N° 944 | Le 8 octobre 2009 | Jacques Trémintin | Critiques de livres (accès libre)
Une petite fille qui révèle les attouchements sexuels que lui a imposés son père. Un service socio-éducatif qui la protège. Un tribunal qui condamne l’agresseur. Justice est faite. Mais voilà que celui qui a été reconnu coupable rédige un livre, pour se défendre. Et ce sont les éditions du Journal du droit des jeunes qui lui servent la soupe ! Entamer la lecture de ces presque 400 pages, particulièrement bien écrites, ne peut tout d’abord que laisser dubitatif. Le récit de Marcello Sereno est convainquant. Mais, on connaît la facilité avec laquelle les pervers peuvent retourner l’opinion de leurs proches, réussissant à se faire passer pour des victimes. A contrario, l’on sait aussi que des Outreau peuvent ressurgir à tout instant.
L’affaire s’est déroulée en Belgique, pays qui a fait le choix de confier aux services psychosociaux « sos-enfants », l’évaluation des accusations de maltraitance, cette expertise étant ensuite validée par la justice. Le viol psychique d’un enfant, par des professionnels qui font une fixation obsessionnelle et ne se posent aucune question : tel est le diagnostic implacable posé sur cette affaire par Yves-Hiram Haesevoets, thérapeute clinicien et expert auprès des tribunaux, après avoir longuement étudié le dossier. Troublant ! Cette rubrique n’ayant pas vocation à plagier Zola, le lecteur se fera sa propre opinion sur la culpabilité ou non de l’auteur.

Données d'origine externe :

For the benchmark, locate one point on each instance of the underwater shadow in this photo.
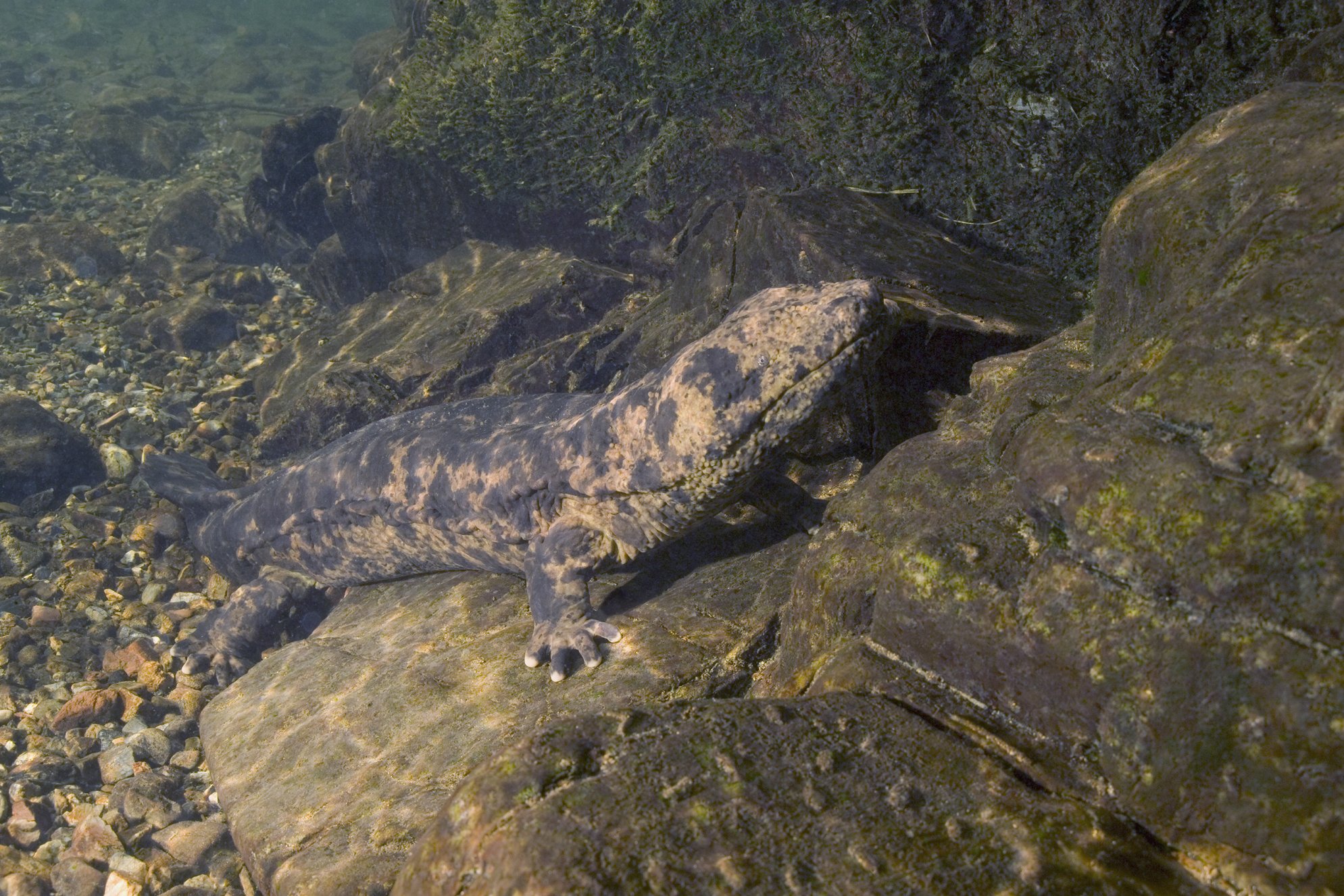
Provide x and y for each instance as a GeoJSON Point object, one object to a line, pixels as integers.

Ce qui semble plus intéressant ici, c’est le regard porté sur nos pratiques de thérapeutes et de travailleurs sociaux. Dès qu’un enfant commence à parler, il se trouve trop souvent propulsé à une place d’oracle dont la parole est sanctifiée. La machine se met alors en marche, ne laissant parfois que peu de place à la capacité de douter. Les condamnations se sont multipliées depuis une vingtaine d’années, en matière d’atteinte contre l’intégrité physique des mineurs. Et pourtant, nombre de classements sans suite ou de relaxes montrent que certaines victimes ne sont pas entendues. Mais la réalité n’est pas univoque. Et il peut aussi arriver que les intervenants se forgent une certitude, dès les premières minutes, et soient ensuite aveuglés par leur conviction intime.
Le souci de protection peut alors les conduire au rejet, à la disqualification et à l’humiliation de parents considérés d’emblée comme coupables, le tout étant justifié par les meilleures intentions du monde. Or, si l’accompagnement psycho éducatif dont ont besoin les enfants victimes nécessite immédiateté, empathie et compassion, la justice, elle, se doit de surseoir, de se distancier et d’être impartiale. Ni remise en cause, ni sacralisation de la parole de l’enfant, tel pourrait être l’enseignement majeur de cette terrible épreuve qui continue à pourrir l’existence d’un père et de sa fille.